Well, then, what is it? What is his charter? What is his ministry? What is his program?

It is clearly stated in the very next word of the first chapter that follows the temptations. Chapter 5 in the Gospel of Matthew is known as the Sermon on the Mount, the very first word of which is blessed. "Blessed are the poor in spirit. Blessed are those who mourn. Blessed are the meek," a term only used one other place. It refers to horses. We might say it this way: Blessed are those broken to the bridle. Blessed are those who hunger and thirst for righteousness. Blessed. Blessed. This term describes far more than prosperity or happiness or inner peace. It describes the kind of confidence people have when they know that they belong to God and to his holy family and to that great cloud of witnesses of all time, whose citizenship is in glory.

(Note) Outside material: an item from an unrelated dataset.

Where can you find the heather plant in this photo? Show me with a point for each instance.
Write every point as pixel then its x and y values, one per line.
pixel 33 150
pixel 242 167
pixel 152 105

Now how is it we are to learn to sing the Lord's song in a strange land? Well, for guidance, let's go back to these same very first writings: Proverbs 22:6, "Train up a child in the way he should go and when he is old, he will not depart from it." There are several things wrong with the English translation in this text. The primary one is the word translated train, which sounds to us like rewarding good behavior and punishing bad behavior in the same way one would train a horse or a dog.

The root of the word translated train describes the practice of the mother of a newborn when she takes a mortar and pestle and grinds dried fruit into a fine powder. She then puts a touch of it on her little finger and puts it in her newborn's mouth to teach the newborn to suckle. In other words, suckle a child on the mother's milk of life and what is that? The mother's milk is to be found in the stories of what it means to be a child of the living God in this strange land - the stories of Abraham and Isaac and Jacob and Sara and Deborah and Moses and David, the stories of Jesus and Paul, the stories of people who undertake to be faithful in this world while they wait for the world to come.

The mother's milk is the teaching of the faith. The mother's milk is the practicing of the faith. The mother's milk is the living of that faith when in the name of Jesus we struggle in this strange land, to proclaim release to the captive, recovery of sight to the blind, and freedom for the oppressed, knowing that inasmuch as we do it unto them, we are doing unto our Lord.

If you are a follower of this rabbi named Jesus, you are not a citizen of Babylon. You don't really belong here. You are a citizen of the kingdom of God that awaits us. In the meantime, the community of faith exists to nurture us for the journey and teach us how to sing the Lord's song in this strange land.

Amen. Let us pray.

Blessed God, we give you thanks for all the ways you teach us to sing your song in this land, and we look with anticipation to that day when you welcome us into your kingdom that has no end. In the name of Christ our Lord. Amen.